The treasurer said as of June 30, the actuaries said MOSERS' "unfunded liability has surged past $5.2 billion, (which) means we are thousands of dollars in debt for every single Missouri taxpayer. This liability is the number one liability for our state - a problem that, without action, will only get worse and worse every year.

"To put that in context, we owe more in pensions than we owe in state bonds."

He said one reading of the new report could show the system is only 50 percent funded, adding: "It means for every dollar that we promised, we only have 50 cents in the bank to pay them."

However, some would argue, a retirement system's obligations don't come due all at once, since people who still are working can't make their claims until years later.

Candace Smith, MOSERS' communications manager and public information officer, said last week: "Unlike in some other states, every year the state of Missouri has appropriated to MOSERS 100 percent of the employer contribution recommended by the system's actuary.

"In turn, MOSERS pays 100 percent of the promised benefits due to members."

Schmitt declined to blame any one person or administration, noting some of the decisions MOSERS' board members made in the 1990s - such as improving benefits - only now are causing problems.

"This isn't a 'red jersey' (Republicans) or 'blue jersey' (Democrats) thing for me," he said. "This is about protecting taxpayers and honoring the promises that we've made to people."

Schmitt also said MOSERS paid nearly four times more for investment fees than the overall industry average, costing "hundreds of millions of dollars in investment fees in recent years."

He added: "Data from Boston College's Center for Retirement Research shows that, (of) 135 public pensions that disclosed investment fees and asset levels MOSERS has the seventh highest investment costs.

"This is unacceptable."

Schmitt told the committee that, for years, MOSERS made liability estimates based on mortality tables from the 1970s, but today's retirees generally live longer than those 40-year-old tables would suggest.

He acknowledged MOSERS recently upgraded that information.

State Sen.
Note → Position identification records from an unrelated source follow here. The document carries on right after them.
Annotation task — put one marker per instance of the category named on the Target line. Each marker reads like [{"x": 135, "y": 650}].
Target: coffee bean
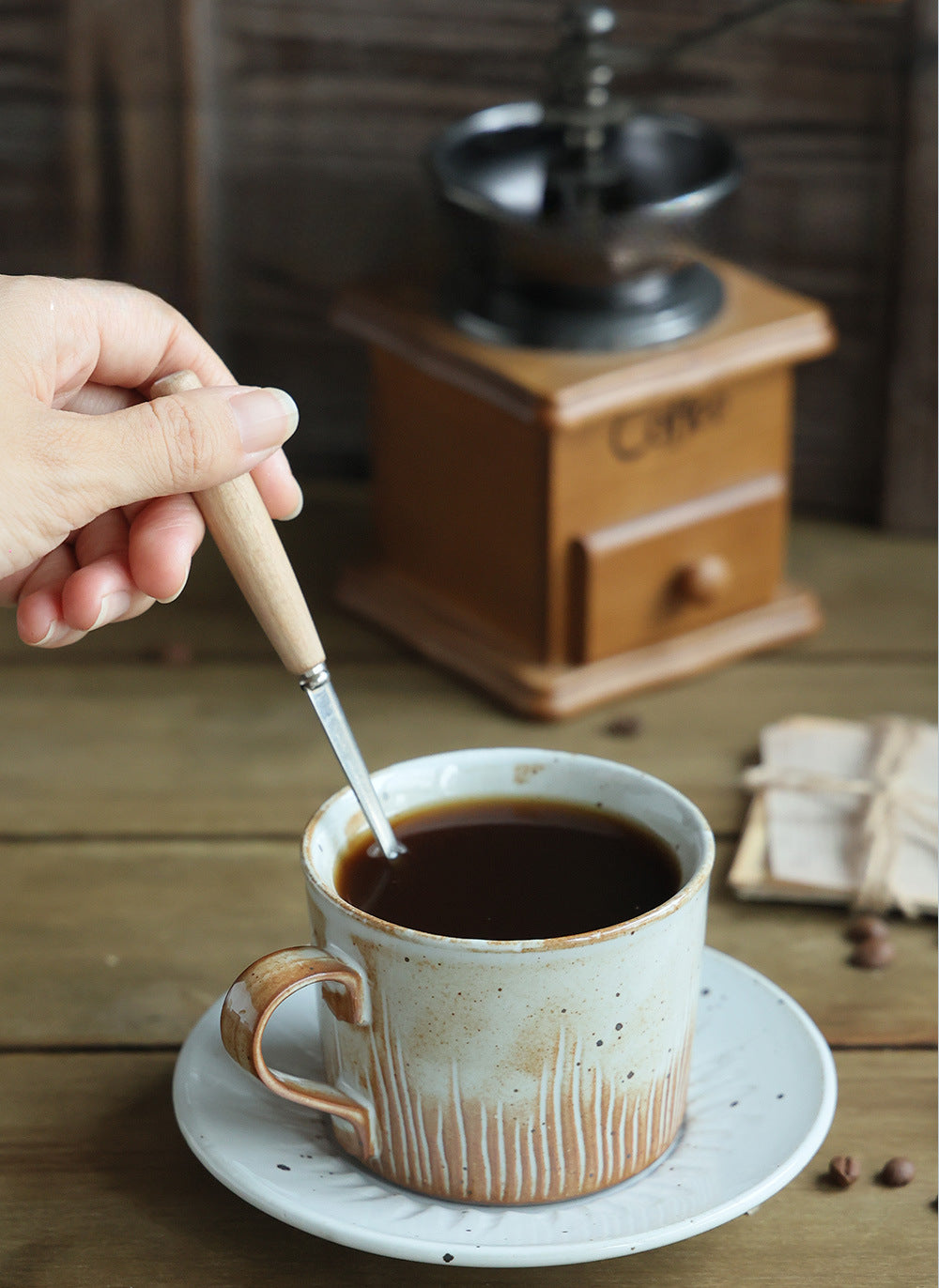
[
  {"x": 867, "y": 927},
  {"x": 896, "y": 1173},
  {"x": 623, "y": 727},
  {"x": 872, "y": 953},
  {"x": 844, "y": 1170}
]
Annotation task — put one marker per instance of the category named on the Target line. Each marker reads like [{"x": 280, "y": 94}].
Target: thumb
[{"x": 180, "y": 443}]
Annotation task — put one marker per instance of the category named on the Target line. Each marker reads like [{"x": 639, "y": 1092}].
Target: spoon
[{"x": 248, "y": 540}]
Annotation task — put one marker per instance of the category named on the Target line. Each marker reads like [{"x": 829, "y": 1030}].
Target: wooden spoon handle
[{"x": 245, "y": 533}]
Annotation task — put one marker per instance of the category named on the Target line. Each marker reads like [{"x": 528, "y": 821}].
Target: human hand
[{"x": 97, "y": 519}]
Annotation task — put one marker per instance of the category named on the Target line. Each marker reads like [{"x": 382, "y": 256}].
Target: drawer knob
[{"x": 703, "y": 580}]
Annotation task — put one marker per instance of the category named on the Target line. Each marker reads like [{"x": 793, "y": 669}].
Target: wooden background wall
[{"x": 248, "y": 159}]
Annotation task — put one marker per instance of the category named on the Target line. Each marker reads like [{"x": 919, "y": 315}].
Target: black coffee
[{"x": 505, "y": 868}]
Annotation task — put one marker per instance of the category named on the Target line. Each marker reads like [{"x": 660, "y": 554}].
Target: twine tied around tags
[{"x": 887, "y": 799}]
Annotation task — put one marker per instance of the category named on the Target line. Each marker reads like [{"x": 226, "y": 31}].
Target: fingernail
[
  {"x": 113, "y": 606},
  {"x": 57, "y": 631},
  {"x": 266, "y": 418},
  {"x": 173, "y": 598}
]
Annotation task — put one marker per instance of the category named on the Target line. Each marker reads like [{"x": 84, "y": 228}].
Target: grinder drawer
[{"x": 644, "y": 580}]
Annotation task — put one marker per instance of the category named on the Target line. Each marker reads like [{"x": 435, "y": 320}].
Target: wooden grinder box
[{"x": 563, "y": 529}]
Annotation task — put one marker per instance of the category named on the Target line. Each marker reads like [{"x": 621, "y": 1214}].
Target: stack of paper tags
[{"x": 844, "y": 813}]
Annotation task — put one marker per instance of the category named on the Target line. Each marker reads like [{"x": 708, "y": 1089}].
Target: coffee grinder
[{"x": 581, "y": 439}]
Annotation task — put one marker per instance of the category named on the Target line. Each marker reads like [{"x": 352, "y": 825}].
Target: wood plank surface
[
  {"x": 98, "y": 1188},
  {"x": 153, "y": 786},
  {"x": 108, "y": 748},
  {"x": 127, "y": 942},
  {"x": 877, "y": 592}
]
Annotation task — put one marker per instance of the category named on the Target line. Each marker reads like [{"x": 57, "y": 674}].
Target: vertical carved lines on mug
[{"x": 590, "y": 1128}]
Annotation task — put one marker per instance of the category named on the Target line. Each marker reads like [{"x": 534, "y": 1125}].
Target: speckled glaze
[{"x": 484, "y": 1070}]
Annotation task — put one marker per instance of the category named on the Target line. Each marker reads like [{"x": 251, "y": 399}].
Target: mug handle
[{"x": 254, "y": 997}]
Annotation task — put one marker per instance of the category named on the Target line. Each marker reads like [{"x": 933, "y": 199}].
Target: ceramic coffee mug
[{"x": 494, "y": 1070}]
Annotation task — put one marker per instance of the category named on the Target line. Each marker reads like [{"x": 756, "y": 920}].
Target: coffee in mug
[
  {"x": 489, "y": 1059},
  {"x": 500, "y": 868}
]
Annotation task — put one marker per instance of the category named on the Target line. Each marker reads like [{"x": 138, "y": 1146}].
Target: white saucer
[{"x": 762, "y": 1099}]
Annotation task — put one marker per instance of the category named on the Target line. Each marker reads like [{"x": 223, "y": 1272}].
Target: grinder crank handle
[{"x": 245, "y": 533}]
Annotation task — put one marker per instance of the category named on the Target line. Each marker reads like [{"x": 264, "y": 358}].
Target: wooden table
[{"x": 155, "y": 782}]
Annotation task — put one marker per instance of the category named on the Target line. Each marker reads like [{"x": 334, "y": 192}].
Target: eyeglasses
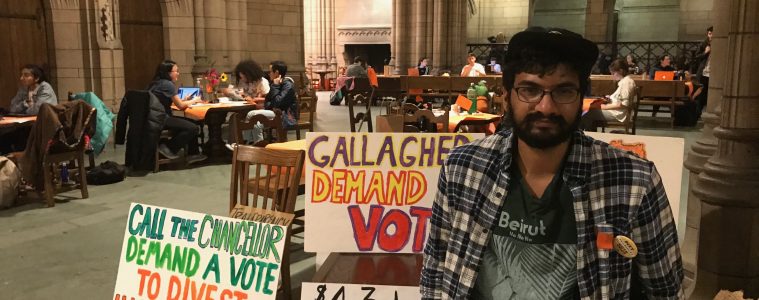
[{"x": 561, "y": 95}]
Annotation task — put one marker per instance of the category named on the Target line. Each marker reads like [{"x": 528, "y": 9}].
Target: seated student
[
  {"x": 616, "y": 109},
  {"x": 357, "y": 69},
  {"x": 495, "y": 68},
  {"x": 424, "y": 66},
  {"x": 281, "y": 96},
  {"x": 250, "y": 79},
  {"x": 665, "y": 64},
  {"x": 473, "y": 68},
  {"x": 34, "y": 91},
  {"x": 183, "y": 131}
]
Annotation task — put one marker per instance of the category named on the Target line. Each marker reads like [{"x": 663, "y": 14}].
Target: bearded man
[{"x": 543, "y": 211}]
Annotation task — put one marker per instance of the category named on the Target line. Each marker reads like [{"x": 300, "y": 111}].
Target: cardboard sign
[
  {"x": 174, "y": 254},
  {"x": 373, "y": 192},
  {"x": 312, "y": 290},
  {"x": 665, "y": 152}
]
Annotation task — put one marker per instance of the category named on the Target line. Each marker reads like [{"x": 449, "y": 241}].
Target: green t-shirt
[{"x": 532, "y": 253}]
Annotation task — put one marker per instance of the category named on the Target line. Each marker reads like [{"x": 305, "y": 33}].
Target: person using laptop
[
  {"x": 665, "y": 64},
  {"x": 544, "y": 211},
  {"x": 34, "y": 91},
  {"x": 616, "y": 108},
  {"x": 251, "y": 80},
  {"x": 184, "y": 133},
  {"x": 281, "y": 96},
  {"x": 357, "y": 69}
]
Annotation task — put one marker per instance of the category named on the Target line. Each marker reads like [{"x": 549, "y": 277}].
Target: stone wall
[
  {"x": 648, "y": 20},
  {"x": 275, "y": 32},
  {"x": 494, "y": 16},
  {"x": 695, "y": 17},
  {"x": 568, "y": 14}
]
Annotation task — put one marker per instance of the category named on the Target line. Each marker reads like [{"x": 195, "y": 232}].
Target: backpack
[
  {"x": 106, "y": 173},
  {"x": 336, "y": 97},
  {"x": 10, "y": 178}
]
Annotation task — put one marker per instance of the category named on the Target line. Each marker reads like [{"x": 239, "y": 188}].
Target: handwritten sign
[
  {"x": 174, "y": 254},
  {"x": 327, "y": 291},
  {"x": 665, "y": 152},
  {"x": 373, "y": 192}
]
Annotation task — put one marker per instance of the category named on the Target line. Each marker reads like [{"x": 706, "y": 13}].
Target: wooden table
[
  {"x": 371, "y": 268},
  {"x": 293, "y": 145},
  {"x": 213, "y": 116},
  {"x": 394, "y": 123},
  {"x": 290, "y": 145},
  {"x": 13, "y": 122}
]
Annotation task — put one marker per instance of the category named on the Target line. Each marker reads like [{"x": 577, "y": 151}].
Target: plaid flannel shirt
[{"x": 609, "y": 186}]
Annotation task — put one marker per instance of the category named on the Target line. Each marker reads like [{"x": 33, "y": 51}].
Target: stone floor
[{"x": 71, "y": 251}]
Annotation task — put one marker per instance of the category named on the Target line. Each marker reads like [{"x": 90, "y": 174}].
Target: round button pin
[{"x": 625, "y": 246}]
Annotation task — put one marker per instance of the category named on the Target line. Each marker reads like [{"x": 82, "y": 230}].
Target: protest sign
[
  {"x": 312, "y": 290},
  {"x": 373, "y": 192},
  {"x": 665, "y": 152},
  {"x": 174, "y": 254}
]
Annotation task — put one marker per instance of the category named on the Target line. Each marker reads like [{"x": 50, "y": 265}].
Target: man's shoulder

Gina Walsh, D-Bellefontaine Neighbors - a member of the joint committee and the MOSERS board - reported the upgrade occurred last year.

Until things are changed, Schmitt said, lawmakers can expect to have to pay more and more each year for the state's share of the retirement system's costs.

"The required rate of contribution has risen yet again, crossing 20 percent for the first time," he said. "For every $100 a state employee earns, we have to put $20 into MOSERS.

"That may not sound like much, but add that up for our tens of thousands of state employees, and you have a situation where MOSERS will be asking for tens of millions of dollars in additional funding this year alone."

Schmitt estimated that will be an additional $15 million-$30 million in next year's budget request.

State Sen. Rob Schaaf, R-St. Joseph, chairs the joint committee.

He told reporters after Wednesday's meeting: "We, as legislators, have to take into account all of the information available to us, and listen to experts, in order to make laws that will do the right thing for the people of Missouri.

"I think people who are MOSERS members need to make themselves heard, and demand that MOSERS and the state Legislature do the right thing to protect their pensions."